Nothing seemed to work this time. Not AOL, not MSN ... nothing. Frantically, he tried both Internet Explorer and Netscape Navigator; neither would go through. The local diagnostics confirmed everything was fine on his laptop. He was able to ping the server - the connection was good. He grabbed the phone from the nightstand and called the front desk.

"Good morning sir. How may I help you?" came the reply.

"Your gateway router is down!" Joe exclaimed. "I can't get out to the Internet."

"We apologize for the inconvenience, sir," the desk clerk answered. "Our outside data connections have been down for the past week. We're waiting for the manufacturer to send us a replacement interface board for our computer system."

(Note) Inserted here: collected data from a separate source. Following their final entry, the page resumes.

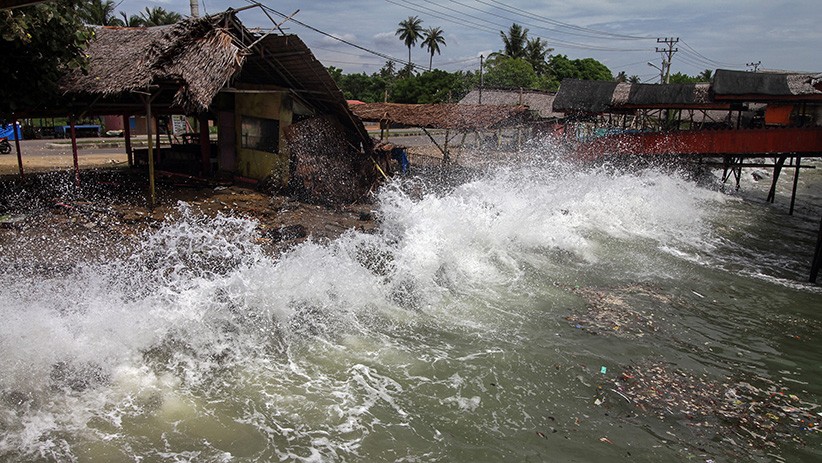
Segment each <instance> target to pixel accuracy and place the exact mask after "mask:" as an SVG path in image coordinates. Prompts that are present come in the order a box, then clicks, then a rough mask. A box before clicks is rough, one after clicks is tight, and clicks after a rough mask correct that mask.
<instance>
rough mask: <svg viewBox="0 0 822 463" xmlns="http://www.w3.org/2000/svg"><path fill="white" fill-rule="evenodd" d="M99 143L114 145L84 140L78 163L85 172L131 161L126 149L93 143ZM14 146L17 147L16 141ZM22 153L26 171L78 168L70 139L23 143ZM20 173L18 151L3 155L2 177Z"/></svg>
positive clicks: (22, 141) (108, 139)
mask: <svg viewBox="0 0 822 463" xmlns="http://www.w3.org/2000/svg"><path fill="white" fill-rule="evenodd" d="M95 141H107V142H110V141H111V139H87V138H86V139H80V140H79V143H78V155H77V160H78V164H79V165H80V168H81V169H86V168H90V167H101V166H116V165H122V164H125V163H126V162H128V159H127V156H126V150H125V148H122V147H107V148H98V147H97V146H98V144H96V143H92V142H95ZM11 143H12V147H14V142H11ZM20 152H21V155H22V158H23V170H24V172H44V171H50V170H60V169H71V168H73V167H74V159H73V157H72V155H71V142H70V141H68V140H52V139H43V140H21V141H20ZM17 172H18V166H17V151H15V149H12V151H11V153H9V154H2V155H0V175H5V174H16V173H17Z"/></svg>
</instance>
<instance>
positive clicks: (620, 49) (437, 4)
mask: <svg viewBox="0 0 822 463" xmlns="http://www.w3.org/2000/svg"><path fill="white" fill-rule="evenodd" d="M385 1H386V2H388V3H391V4H393V5H397V6H401V7H403V8H407V9H409V10H411V11H414V12H416V13H420V14H426V15H430V16H433V17H435V18H438V19H442V20H444V21H448V22H452V23H455V24H458V25H461V26H469V27H476V28H479V29H482V30H485V31H488V32H499V29H506V28H507V27H508V26H507V25H504V24H499V23H496V22H493V21H490V20H487V19H483V18H479V17H477V16H473V15H469V14H466V13H464V12H460V11H458V10H455V9H453V8H449V7H445V6H442V5H438V4H435V5H436V6H437V7H438V8H443V9H447V10H450V11H454V12H457V13H458V14H461V15H464V16H467V17H470V18H474V19H477V20H479V21H482V22H483V23H487V24H491V25H493V26H495V27H496V28H497V29H492V28H490V27H488V26H487V25H486V24H481V23H477V22H475V21H471V20H467V19H462V18H459V17H456V16H454V15H452V14H449V13H443V12H441V11H436V10H433V9H431V8H429V7H426V6H423V5H420V4H418V3H414V2H411V1H409V0H400V1H401V2H402V3H401V2H400V1H396V0H385ZM425 1H428V2H429V3H433V2H431V1H430V0H425ZM496 16H498V15H496ZM498 17H501V16H498ZM502 18H503V19H505V18H504V17H502ZM537 27H539V26H537ZM539 38H544V39H546V40H547V41H548V43H549V44H556V45H562V46H565V47H568V48H575V49H581V50H593V51H620V52H637V51H647V49H646V48H614V47H608V46H600V45H589V44H582V43H578V42H570V41H567V40H562V39H558V38H555V37H549V36H543V37H539Z"/></svg>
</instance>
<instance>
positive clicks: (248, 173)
mask: <svg viewBox="0 0 822 463" xmlns="http://www.w3.org/2000/svg"><path fill="white" fill-rule="evenodd" d="M234 114H235V120H234V123H235V133H236V137H237V170H238V172H239V174H240V175H242V176H243V177H247V178H253V179H257V180H262V179H264V178H265V177H267V176H269V175H272V176H273V177H275V178H277V179H278V180H279V181H280V182H282V184H283V185H285V184H286V183H287V182H288V148H287V145H286V143H285V142H284V130H285V128H286V127H288V126H289V125H291V120H292V112H291V98H290V97H289V96H288V94H287V93H286V92H285V91H283V90H272V91H271V92H254V93H237V94H236V95H235V110H234Z"/></svg>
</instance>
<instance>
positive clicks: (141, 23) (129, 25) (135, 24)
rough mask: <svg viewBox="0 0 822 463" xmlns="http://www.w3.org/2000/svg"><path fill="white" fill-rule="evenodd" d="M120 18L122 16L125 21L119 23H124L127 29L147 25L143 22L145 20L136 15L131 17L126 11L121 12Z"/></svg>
mask: <svg viewBox="0 0 822 463" xmlns="http://www.w3.org/2000/svg"><path fill="white" fill-rule="evenodd" d="M120 16H122V17H123V19H122V20H119V21H122V22H123V25H124V26H126V27H141V26H145V25H146V22H145V21H144V20H143V18H142V17H140V16H137V15H136V14H133V15H131V16H129V15H127V14H126V12H125V11H121V12H120Z"/></svg>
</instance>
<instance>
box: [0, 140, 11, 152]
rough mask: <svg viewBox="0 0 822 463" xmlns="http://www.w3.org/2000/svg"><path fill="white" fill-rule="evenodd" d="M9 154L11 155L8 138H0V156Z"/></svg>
mask: <svg viewBox="0 0 822 463" xmlns="http://www.w3.org/2000/svg"><path fill="white" fill-rule="evenodd" d="M9 153H11V143H9V139H8V137H3V138H0V154H9Z"/></svg>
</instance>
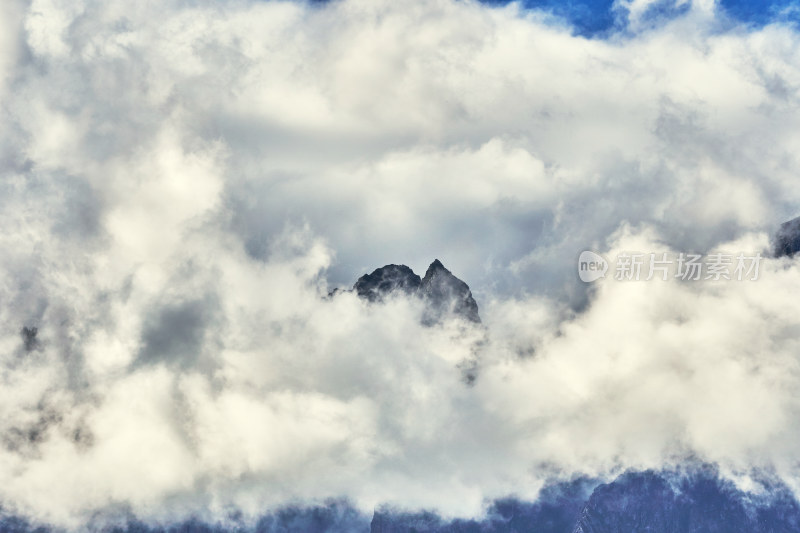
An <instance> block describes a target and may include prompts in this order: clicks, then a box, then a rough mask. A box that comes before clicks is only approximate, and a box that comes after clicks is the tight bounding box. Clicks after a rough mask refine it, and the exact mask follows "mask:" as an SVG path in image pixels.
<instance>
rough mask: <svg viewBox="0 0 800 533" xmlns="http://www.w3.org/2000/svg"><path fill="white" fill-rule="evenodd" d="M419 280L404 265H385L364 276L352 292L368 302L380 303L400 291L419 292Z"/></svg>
mask: <svg viewBox="0 0 800 533" xmlns="http://www.w3.org/2000/svg"><path fill="white" fill-rule="evenodd" d="M420 284H421V280H420V278H419V276H417V275H416V274H415V273H414V271H413V270H411V269H410V268H408V267H407V266H405V265H386V266H384V267H381V268H378V269H375V270H374V271H373V272H372V273H371V274H364V275H363V276H361V277H360V278H358V281H356V284H355V285H353V290H354V291H356V294H358V295H359V296H360V297H362V298H366V299H367V300H369V301H370V302H376V301H381V300H382V299H383V297H384V296H386V295H388V294H390V293H393V292H396V291H401V292H404V293H406V294H415V293H416V292H417V291H418V290H419V286H420Z"/></svg>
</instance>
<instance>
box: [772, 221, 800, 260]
mask: <svg viewBox="0 0 800 533" xmlns="http://www.w3.org/2000/svg"><path fill="white" fill-rule="evenodd" d="M798 251H800V217H797V218H793V219H792V220H789V221H788V222H784V223H783V224H781V227H780V229H779V230H778V233H777V234H776V235H775V238H774V239H773V253H774V254H775V257H783V256H789V257H791V256H793V255H794V254H796V253H797V252H798Z"/></svg>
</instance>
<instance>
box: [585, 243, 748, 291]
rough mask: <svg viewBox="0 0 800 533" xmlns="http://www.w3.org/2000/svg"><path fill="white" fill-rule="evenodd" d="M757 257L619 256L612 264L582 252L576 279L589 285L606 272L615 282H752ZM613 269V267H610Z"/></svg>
mask: <svg viewBox="0 0 800 533" xmlns="http://www.w3.org/2000/svg"><path fill="white" fill-rule="evenodd" d="M761 259H762V257H761V254H760V253H755V254H745V253H743V252H739V253H735V254H729V253H722V252H715V253H711V254H708V255H705V256H704V255H701V254H691V253H684V252H680V253H667V252H661V253H653V252H649V253H639V252H620V253H619V254H617V256H616V257H615V258H614V261H613V262H612V264H609V262H608V261H606V259H605V258H604V257H603V256H601V255H600V254H598V253H596V252H592V251H591V250H585V251H583V252H581V255H580V256H579V257H578V277H579V278H580V279H581V281H583V282H586V283H591V282H593V281H597V280H598V279H600V278H604V277H606V273H607V272H608V271H609V269H611V270H612V274H613V277H614V279H615V280H617V281H650V280H651V279H655V278H658V279H661V280H663V281H667V280H668V279H678V280H682V281H701V280H711V281H756V280H757V279H758V269H759V265H760V263H761ZM612 265H613V266H612Z"/></svg>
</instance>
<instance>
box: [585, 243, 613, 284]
mask: <svg viewBox="0 0 800 533" xmlns="http://www.w3.org/2000/svg"><path fill="white" fill-rule="evenodd" d="M606 272H608V261H606V260H605V258H604V257H603V256H602V255H600V254H596V253H594V252H592V251H590V250H586V251H584V252H581V255H580V257H578V277H580V278H581V281H583V282H585V283H591V282H593V281H597V280H598V279H600V278H604V277H606Z"/></svg>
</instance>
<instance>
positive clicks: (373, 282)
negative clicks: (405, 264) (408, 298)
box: [331, 259, 481, 325]
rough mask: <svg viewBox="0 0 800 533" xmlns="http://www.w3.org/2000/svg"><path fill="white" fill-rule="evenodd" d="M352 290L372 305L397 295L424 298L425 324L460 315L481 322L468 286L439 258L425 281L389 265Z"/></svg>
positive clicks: (475, 303) (363, 279) (409, 273)
mask: <svg viewBox="0 0 800 533" xmlns="http://www.w3.org/2000/svg"><path fill="white" fill-rule="evenodd" d="M353 290H354V291H355V292H356V294H358V295H359V296H360V297H361V298H365V299H367V300H369V301H370V302H380V301H383V299H384V298H386V297H388V296H389V295H391V294H396V293H403V294H406V295H409V296H416V297H419V298H422V299H423V300H424V302H425V314H424V316H423V323H425V324H427V325H431V324H435V323H437V322H440V321H441V320H442V319H443V318H445V317H447V316H460V317H462V318H465V319H467V320H469V321H470V322H475V323H480V321H481V319H480V316H479V315H478V304H477V303H476V302H475V299H474V298H473V297H472V292H471V291H470V290H469V286H468V285H467V284H466V283H464V282H463V281H461V280H460V279H458V278H457V277H455V276H454V275H453V273H452V272H450V271H449V270H447V269H446V268H445V267H444V265H443V264H442V263H441V261H439V260H438V259H436V260H434V262H433V263H431V265H430V266H429V267H428V270H427V272H425V277H424V278H422V279H420V277H419V276H418V275H417V274H415V273H414V271H413V270H411V269H410V268H408V267H407V266H405V265H386V266H384V267H381V268H379V269H377V270H375V271H373V272H372V273H371V274H365V275H363V276H361V277H360V278H358V281H356V284H355V285H354V286H353ZM335 293H336V291H334V292H333V293H331V295H334V294H335Z"/></svg>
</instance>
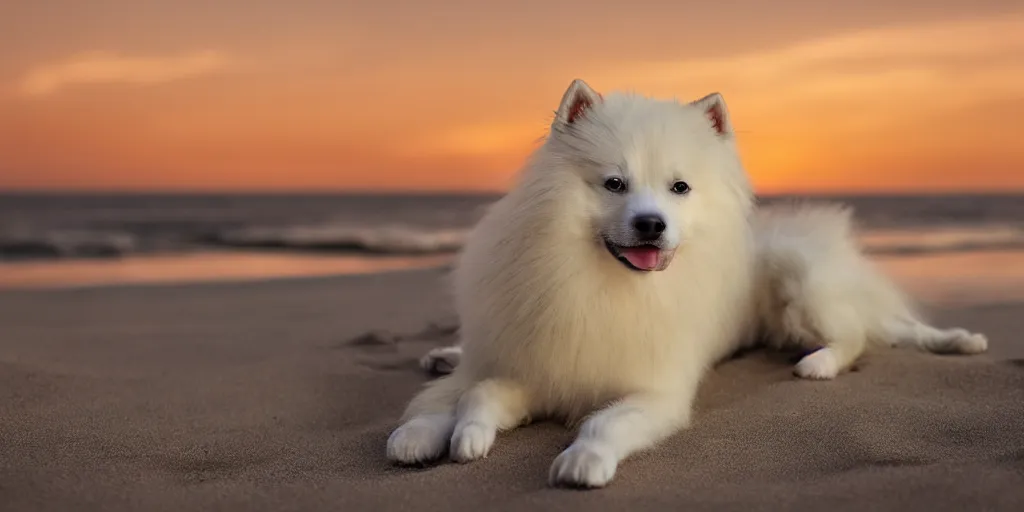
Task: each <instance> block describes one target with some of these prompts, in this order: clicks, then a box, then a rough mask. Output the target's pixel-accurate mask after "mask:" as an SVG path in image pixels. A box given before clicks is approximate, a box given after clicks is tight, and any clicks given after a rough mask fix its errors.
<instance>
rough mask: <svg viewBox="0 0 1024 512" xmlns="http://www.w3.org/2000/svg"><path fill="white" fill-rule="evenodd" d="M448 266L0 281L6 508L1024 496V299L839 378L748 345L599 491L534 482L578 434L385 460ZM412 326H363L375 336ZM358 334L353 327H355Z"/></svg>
mask: <svg viewBox="0 0 1024 512" xmlns="http://www.w3.org/2000/svg"><path fill="white" fill-rule="evenodd" d="M442 279H443V274H442V273H441V272H440V270H433V269H428V270H422V269H421V270H415V271H398V272H391V273H385V274H370V275H352V276H345V278H331V279H324V278H317V279H292V280H281V281H268V282H260V283H219V284H204V285H179V286H163V287H150V286H143V287H118V288H95V289H79V290H35V291H6V292H2V293H0V504H2V506H0V508H2V509H3V510H5V511H23V510H24V511H44V510H54V511H71V510H75V511H79V510H104V511H117V510H139V511H161V510H167V511H175V512H180V511H191V510H246V511H259V510H268V511H288V510H332V511H353V510H466V511H475V510H575V509H592V510H649V509H668V508H671V509H673V510H736V511H749V510H788V509H797V510H900V511H907V510H929V511H937V510H1024V334H1022V333H1021V331H1020V327H1021V325H1022V318H1024V303H1013V302H1004V303H996V304H980V305H964V306H957V307H955V308H950V309H938V310H933V311H932V312H933V317H934V319H935V321H936V323H937V324H939V325H942V326H952V325H958V326H963V327H966V328H969V329H972V330H977V331H982V332H985V333H986V334H988V335H989V336H990V340H991V351H990V353H988V354H985V355H982V356H972V357H964V356H936V355H931V354H923V353H918V352H911V351H895V350H892V351H885V352H879V353H876V354H871V355H870V356H868V357H867V358H866V359H864V360H863V362H862V364H861V365H860V366H859V368H858V370H857V371H856V372H853V373H850V374H845V375H843V376H842V377H841V378H839V379H838V380H836V381H833V382H807V381H800V380H797V379H795V378H794V377H793V376H792V374H791V372H792V370H791V362H790V361H787V360H786V358H785V356H782V355H779V354H769V353H764V352H754V353H751V354H748V355H745V356H742V357H740V358H738V359H734V360H731V361H728V362H726V364H724V365H722V366H721V367H720V368H719V369H717V370H716V371H715V372H714V373H713V374H712V375H711V376H710V377H709V378H708V380H707V381H706V383H705V385H703V387H702V390H701V393H700V397H699V400H698V404H697V412H696V415H695V424H694V425H693V427H692V428H691V429H689V430H687V431H684V432H681V433H679V434H677V435H675V436H673V437H672V438H671V439H669V440H668V441H666V442H665V443H663V444H662V445H659V446H658V447H657V449H656V450H654V451H652V452H649V453H646V454H643V455H640V456H637V457H635V458H632V459H630V460H628V461H627V462H625V463H624V464H622V465H621V467H620V469H618V473H617V476H616V479H615V480H614V481H613V482H612V483H611V485H610V486H609V487H607V488H604V489H600V490H593V492H577V490H563V489H555V488H549V487H548V485H547V480H546V477H547V471H548V467H549V465H550V464H551V462H552V460H553V459H554V457H555V456H556V455H557V454H558V453H559V452H560V451H561V450H562V449H563V447H565V446H566V445H567V443H568V442H569V441H570V440H571V439H572V433H571V432H570V431H567V430H566V429H565V428H563V427H561V426H559V425H554V424H545V423H541V424H535V425H530V426H527V427H525V428H521V429H518V430H515V431H513V432H510V433H507V434H501V435H500V436H499V439H498V441H497V443H496V445H495V447H494V450H493V452H492V453H490V455H489V457H488V458H487V459H485V460H482V461H478V462H475V463H472V464H469V465H457V464H452V463H446V462H444V463H440V464H438V465H436V466H433V467H430V468H426V469H410V468H400V467H394V466H392V465H390V464H389V463H388V462H387V461H386V460H385V457H384V446H385V441H386V439H387V436H388V434H389V433H390V432H391V430H392V429H393V428H394V427H395V426H396V425H395V421H396V420H397V418H398V416H399V415H400V413H401V410H402V408H403V407H404V406H406V403H407V401H408V400H409V399H410V398H411V397H412V395H413V393H415V392H416V390H417V389H418V388H419V387H420V386H421V385H422V383H423V382H425V381H426V380H427V379H429V377H428V376H427V375H425V374H424V373H422V372H421V371H420V370H419V368H418V367H417V358H418V357H419V356H420V355H422V354H423V353H424V352H425V351H426V350H428V349H429V348H430V347H432V346H437V345H441V344H446V343H450V342H451V341H452V338H451V335H450V334H446V330H445V329H427V330H426V331H424V329H425V327H426V326H428V324H429V323H431V322H435V323H441V327H442V328H443V327H445V326H450V325H452V322H453V319H452V311H451V305H450V304H451V301H450V300H449V297H447V296H446V295H445V292H444V288H443V286H442ZM379 329H386V330H388V331H390V332H391V333H398V334H407V335H408V334H414V333H422V334H423V336H422V337H421V339H415V338H408V337H407V338H399V339H397V340H394V339H389V338H388V337H387V336H379V337H377V338H374V337H369V338H368V337H362V336H361V335H364V334H365V333H367V332H368V331H373V330H379ZM353 340H355V341H353Z"/></svg>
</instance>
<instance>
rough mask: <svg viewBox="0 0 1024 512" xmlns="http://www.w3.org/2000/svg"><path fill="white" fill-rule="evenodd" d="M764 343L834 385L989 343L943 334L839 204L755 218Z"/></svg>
mask: <svg viewBox="0 0 1024 512" xmlns="http://www.w3.org/2000/svg"><path fill="white" fill-rule="evenodd" d="M753 218H754V222H753V225H754V233H755V240H756V248H757V259H756V262H757V272H756V273H755V275H756V286H755V287H754V288H753V289H752V290H753V291H754V293H755V294H756V304H757V323H758V332H759V335H760V336H759V337H760V340H761V341H763V342H764V343H765V344H767V345H769V346H773V347H776V348H783V347H793V346H799V347H803V348H807V349H816V348H822V347H823V349H821V350H817V351H815V352H813V353H811V354H809V355H807V356H805V357H804V358H802V359H801V360H800V361H799V362H798V364H797V367H796V369H795V373H796V374H797V375H798V376H799V377H802V378H805V379H833V378H835V377H836V376H837V375H839V374H840V373H841V372H842V371H844V370H847V369H849V368H850V367H851V366H852V365H853V364H854V362H856V360H857V358H858V357H860V355H862V353H863V352H864V351H865V350H866V349H867V348H869V347H871V346H876V347H893V346H895V347H913V348H919V349H923V350H926V351H929V352H934V353H946V354H953V353H958V354H976V353H981V352H984V351H985V350H986V349H987V347H988V340H987V339H986V338H985V336H984V335H982V334H975V333H971V332H969V331H967V330H965V329H961V328H954V329H937V328H935V327H933V326H930V325H928V324H926V323H925V322H924V321H923V319H921V314H920V312H918V311H915V307H914V305H913V304H912V302H911V301H910V300H909V299H908V298H907V297H906V296H904V295H903V293H902V292H901V291H900V290H899V289H898V288H897V287H896V286H895V285H894V284H893V283H892V282H891V281H890V280H889V279H888V278H887V276H886V275H884V274H883V273H881V271H880V270H879V269H877V268H876V267H874V265H873V264H871V262H870V261H869V260H868V259H867V258H866V257H865V256H864V254H863V252H862V251H861V249H860V248H859V246H858V244H857V240H856V237H855V236H854V232H853V227H852V222H851V211H850V210H849V209H848V208H846V207H843V206H840V205H836V204H821V205H815V204H811V203H791V204H782V205H778V206H771V207H760V208H758V209H757V211H756V213H755V215H754V217H753ZM461 356H462V347H461V346H460V345H453V346H447V347H440V348H435V349H433V350H431V351H429V352H428V353H427V354H426V355H424V356H423V357H422V358H421V359H420V365H421V366H422V367H423V368H424V369H425V370H427V371H429V372H432V373H438V374H446V373H451V372H452V370H453V369H455V368H456V367H457V366H458V365H459V361H460V358H461Z"/></svg>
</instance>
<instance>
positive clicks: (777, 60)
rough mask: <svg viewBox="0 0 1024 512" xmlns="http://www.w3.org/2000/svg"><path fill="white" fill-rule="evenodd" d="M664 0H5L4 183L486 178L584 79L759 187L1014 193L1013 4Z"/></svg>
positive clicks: (2, 85)
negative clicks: (706, 112)
mask: <svg viewBox="0 0 1024 512" xmlns="http://www.w3.org/2000/svg"><path fill="white" fill-rule="evenodd" d="M208 3H209V4H214V3H215V4H216V5H215V6H213V7H211V6H209V5H207V4H208ZM673 3H674V2H665V1H664V0H653V1H646V0H645V1H641V2H630V3H629V5H630V6H629V7H626V6H625V5H626V2H602V1H573V2H557V1H544V2H542V1H537V0H522V1H519V2H503V3H502V4H503V5H498V6H486V5H485V4H484V3H483V2H469V1H466V0H462V1H460V0H435V1H432V2H419V1H413V0H407V1H399V0H375V1H373V2H323V1H312V0H306V1H296V2H278V1H268V0H249V1H244V2H243V1H234V2H232V1H222V2H201V1H195V0H179V1H176V2H160V3H159V5H156V4H158V3H157V2H137V1H135V0H96V1H92V2H79V1H56V0H49V1H46V0H40V1H36V2H4V3H3V5H2V6H0V34H3V35H4V36H3V40H4V50H3V51H2V52H0V188H8V189H9V188H18V189H41V188H74V189H105V190H110V189H190V190H197V189H211V190H213V189H215V190H227V189H238V190H255V189H259V190H300V189H301V190H321V191H327V190H345V189H431V190H436V189H492V190H495V189H499V190H500V189H503V188H504V187H505V186H506V185H507V183H508V179H509V177H510V176H511V175H512V174H513V173H514V172H515V170H516V169H517V167H518V166H519V165H520V163H521V162H522V159H523V157H524V156H525V155H526V154H527V153H528V152H529V151H530V150H531V148H532V147H534V144H535V143H536V141H537V140H538V138H539V137H542V136H543V135H544V134H545V131H546V129H547V126H548V123H549V122H550V119H551V115H552V111H553V110H554V109H555V108H556V106H557V102H558V99H559V97H560V96H561V94H562V92H563V91H564V88H565V87H566V86H567V85H568V83H569V82H570V81H571V79H573V78H577V77H579V78H583V79H585V80H587V81H588V82H589V83H590V84H591V85H593V86H595V87H596V88H598V89H600V90H610V89H622V88H628V89H634V90H637V91H640V92H645V93H650V94H653V95H658V96H676V97H679V98H681V99H694V98H696V97H699V96H701V95H703V94H706V93H708V92H710V91H713V90H718V91H721V92H722V93H723V94H724V95H725V98H726V101H727V102H728V104H729V108H730V110H731V112H732V115H733V119H734V122H735V124H736V125H737V130H738V131H739V132H740V133H739V137H740V145H741V150H742V152H743V158H744V161H745V163H746V165H748V169H749V170H750V172H751V174H752V176H753V177H754V180H755V183H756V184H757V186H758V189H759V190H760V191H762V193H780V191H840V190H845V191H850V190H853V191H867V190H897V191H903V190H923V191H940V190H953V191H968V190H1006V189H1024V8H1022V7H1020V3H1019V2H1017V1H1011V0H1007V1H994V0H983V1H970V0H961V1H935V0H931V1H929V0H911V1H901V2H893V1H891V0H885V1H883V0H866V1H863V2H844V4H845V5H840V4H838V3H837V4H834V5H827V3H826V2H819V1H812V0H781V1H779V2H762V1H761V0H729V1H720V2H713V3H711V5H694V4H691V3H687V4H685V5H684V4H683V3H682V2H675V3H677V4H679V5H673ZM505 4H507V5H505ZM1014 9H1016V10H1014Z"/></svg>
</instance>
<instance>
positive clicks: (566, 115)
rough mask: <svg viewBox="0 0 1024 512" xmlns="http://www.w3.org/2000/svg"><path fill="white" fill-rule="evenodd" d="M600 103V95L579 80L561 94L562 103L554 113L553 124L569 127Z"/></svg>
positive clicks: (578, 120)
mask: <svg viewBox="0 0 1024 512" xmlns="http://www.w3.org/2000/svg"><path fill="white" fill-rule="evenodd" d="M600 101H601V94H599V93H598V92H597V91H595V90H594V89H592V88H591V87H590V86H589V85H587V82H584V81H583V80H580V79H579V78H578V79H575V80H573V81H572V83H571V84H569V88H568V89H567V90H566V91H565V94H562V102H561V104H559V105H558V112H556V113H555V123H562V124H567V125H570V124H572V123H575V122H577V121H579V120H580V119H582V118H584V117H585V116H586V115H587V111H589V110H590V109H591V108H592V106H594V104H596V103H598V102H600Z"/></svg>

Joe dropped the phone and looked over at the welcome screen on his laptop. He could still hear the clerk droning on and on about how he should have been told at check-in and how they would deduct ten dollars from his bill. He picked the phone back up and managed to mumble a quick "Thank you" before he hung up.

He turned off the computer and walked over to the window. Opening the drapes, he looked out at the glorious sunrise. It was going to be a beautiful day. He peered up into the clear blue skies above and knew that somewhere up there Angie was looking down at him smiling.